1. How does acceleration due to gravity vary with altitude?

2. What is escape velocity?

3. How does the escape speed of a particle depend on the mass of the earth?

4. What is the time period of revolution of geostationary satellite? or What is the period of geostationary satellite?

5. What is geo-stationary satellite?

6. How does the speed of the earth changes when it is nearer to the sun?

7. Write the SI unit of 𝐺.

**Two marks.**

1. Write the relation between 𝑔 and 𝐺 and explain the terms.

2. State and explain Newton’s law of gravitation. or State Newton’s law of gravitation and write its mathematical form.

3. Mention any two applications of satellite.

**Three marks.**

1. State Kepler’s laws of planetary motion.

2. Derive an expression for orbital velocity of a satellite.

3. Derive the relation between 𝑔 and 𝐺. or Arrive at the relation 𝑔 = 𝐺𝑀_{𝐸}/𝑅_{𝐸}^{2}

4. State and explain Newton’s universal law of gravitation and express its equation in vector form.

5. What are geo-stationary satellites? Mention its time period of revolution.

**Five marks.**

1. Derive an expression for acceleration due to gravity above the surface of earth.

2. State Kepler’s laws of planetary motion. Draw diagram to explain any two of them. or State and explain Kepler’s law of planetary motion.

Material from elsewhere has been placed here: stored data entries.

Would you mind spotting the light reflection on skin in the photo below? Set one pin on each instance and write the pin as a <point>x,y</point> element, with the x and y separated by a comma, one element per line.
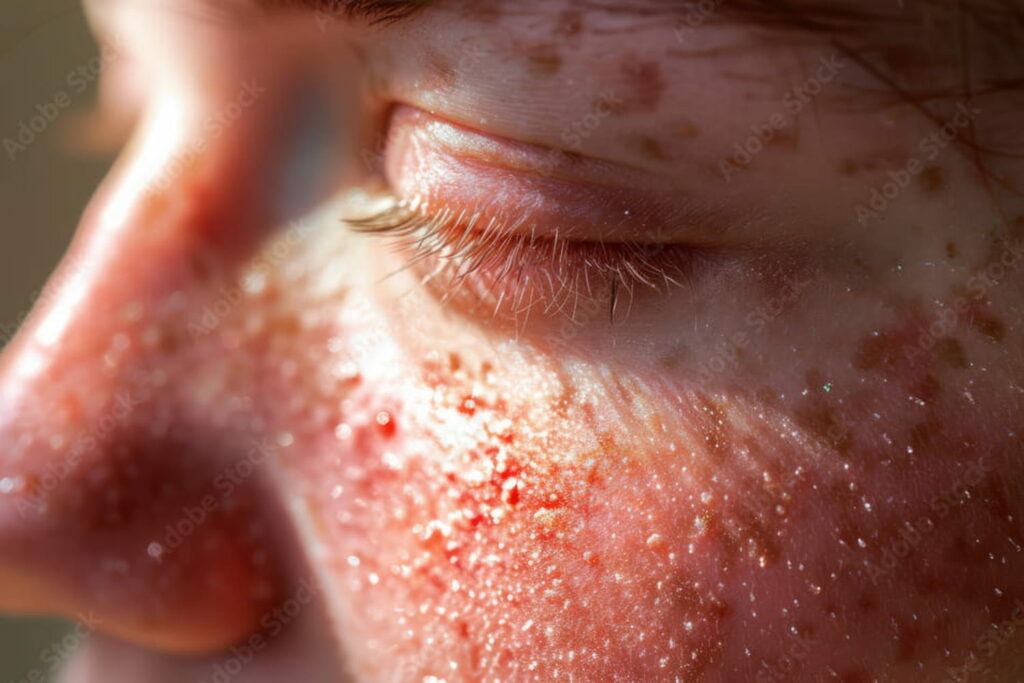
<point>694,489</point>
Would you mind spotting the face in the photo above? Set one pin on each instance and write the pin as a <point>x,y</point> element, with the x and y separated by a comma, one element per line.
<point>535,341</point>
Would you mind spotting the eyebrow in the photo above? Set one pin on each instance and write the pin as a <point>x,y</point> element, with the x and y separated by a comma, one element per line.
<point>376,11</point>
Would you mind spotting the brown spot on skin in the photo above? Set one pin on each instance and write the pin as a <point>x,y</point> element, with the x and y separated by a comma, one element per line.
<point>441,75</point>
<point>933,179</point>
<point>568,24</point>
<point>990,327</point>
<point>688,129</point>
<point>951,352</point>
<point>544,60</point>
<point>645,83</point>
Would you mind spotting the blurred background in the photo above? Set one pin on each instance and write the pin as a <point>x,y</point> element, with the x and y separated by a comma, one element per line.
<point>46,58</point>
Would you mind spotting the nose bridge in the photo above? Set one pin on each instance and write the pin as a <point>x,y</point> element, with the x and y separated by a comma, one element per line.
<point>97,466</point>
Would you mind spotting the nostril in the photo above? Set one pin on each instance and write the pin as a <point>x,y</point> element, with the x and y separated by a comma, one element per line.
<point>172,540</point>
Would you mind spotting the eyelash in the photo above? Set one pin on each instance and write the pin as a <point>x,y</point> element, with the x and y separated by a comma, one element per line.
<point>495,260</point>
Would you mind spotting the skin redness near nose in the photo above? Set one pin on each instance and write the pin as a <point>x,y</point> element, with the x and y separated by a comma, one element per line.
<point>536,341</point>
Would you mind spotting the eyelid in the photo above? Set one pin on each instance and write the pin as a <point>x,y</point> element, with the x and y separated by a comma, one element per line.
<point>432,161</point>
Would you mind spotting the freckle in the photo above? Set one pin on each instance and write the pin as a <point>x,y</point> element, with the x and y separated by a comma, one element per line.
<point>455,363</point>
<point>933,179</point>
<point>688,129</point>
<point>990,327</point>
<point>544,60</point>
<point>441,73</point>
<point>569,24</point>
<point>951,352</point>
<point>645,82</point>
<point>385,424</point>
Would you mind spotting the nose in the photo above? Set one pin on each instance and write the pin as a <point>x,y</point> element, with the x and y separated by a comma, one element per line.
<point>123,501</point>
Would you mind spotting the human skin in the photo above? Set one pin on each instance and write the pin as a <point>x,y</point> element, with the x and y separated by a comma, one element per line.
<point>800,462</point>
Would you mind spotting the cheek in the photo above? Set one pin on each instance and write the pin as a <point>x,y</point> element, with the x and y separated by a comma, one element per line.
<point>484,509</point>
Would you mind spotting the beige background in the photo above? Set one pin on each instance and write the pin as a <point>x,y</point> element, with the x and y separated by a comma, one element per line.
<point>42,191</point>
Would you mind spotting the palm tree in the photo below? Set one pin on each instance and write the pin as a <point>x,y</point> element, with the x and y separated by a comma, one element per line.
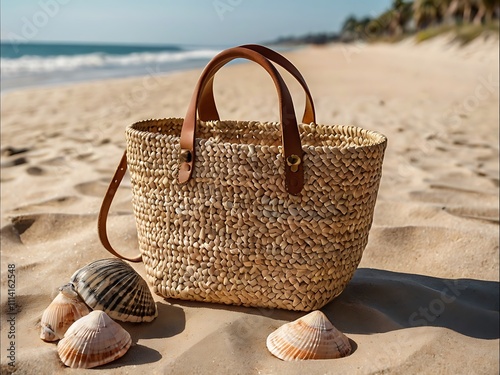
<point>425,13</point>
<point>485,9</point>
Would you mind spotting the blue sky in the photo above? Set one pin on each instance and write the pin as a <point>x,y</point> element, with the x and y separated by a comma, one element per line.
<point>195,22</point>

3. Define orbital velocity and escape velocity. Write the expression for them. How are they related?

4. State and explain Newton’s universal law of gravitation.

5. Obtain the expression for acceleration due to gravity with depth of the earth. or Derive the expression for the variation of gravity 𝑔 with depth.

## Problems

1. Suppose there existed a planet that went around the sun twice as fast as the earth. What would its orbital size be as composed to that of the earth?

From the law of periods, 𝑇^{2}/𝑅^{3} = 𝑐𝑜𝑛𝑠𝑡𝑎𝑛𝑡

𝑇_{1}^{2}/𝑅_{1}^{3} = 𝑇_{2}^{2}/𝑅_{2}^{3}

𝑅_{2}^{3} = (𝑇_{2}^{2} × 𝑅_{1}^{3})/𝑇_{1}^{2}

𝑅_{2}^{3} = [(2𝜋/𝜔_{2})^{2} × 𝑅_{1}^{3}]/(2𝜋/𝜔_{1})^{2} (𝑇 = 2𝜋/𝜔)

𝑅_{2}^{3} = [(2𝜋/𝜔^{2})^{2} × 𝑅_{1}^{3} × 𝜔_{1}^{2}]/(2𝜋)^{2}

𝑅_{2}^{3} = [𝜔_{1}^{2}/𝜔_{2}^{2}] . 𝑅_{1}^{3}

𝑅_{2} = (𝜔_{1}/𝜔_{2})^{2/3}𝑅_{1}

Where 𝑅_{2} → Radius of the orbit of planet around the sun.

𝑅_{1} → Radius of the orbit of the earth

𝜔_{1}→ angular speed of earth

𝜔_{2} → angular speed of planet

𝑅_{2} = (𝜔_{1}/2𝜔_{2})^{2/3}𝑅_{1}

𝑅_{2} = (1/2)^{2/3}𝑅_{1}

𝑅_{2} = (1/1.49)𝑅_{1} = 0.63𝑅_{1}

Orbital size of the planet is smaller than the earth.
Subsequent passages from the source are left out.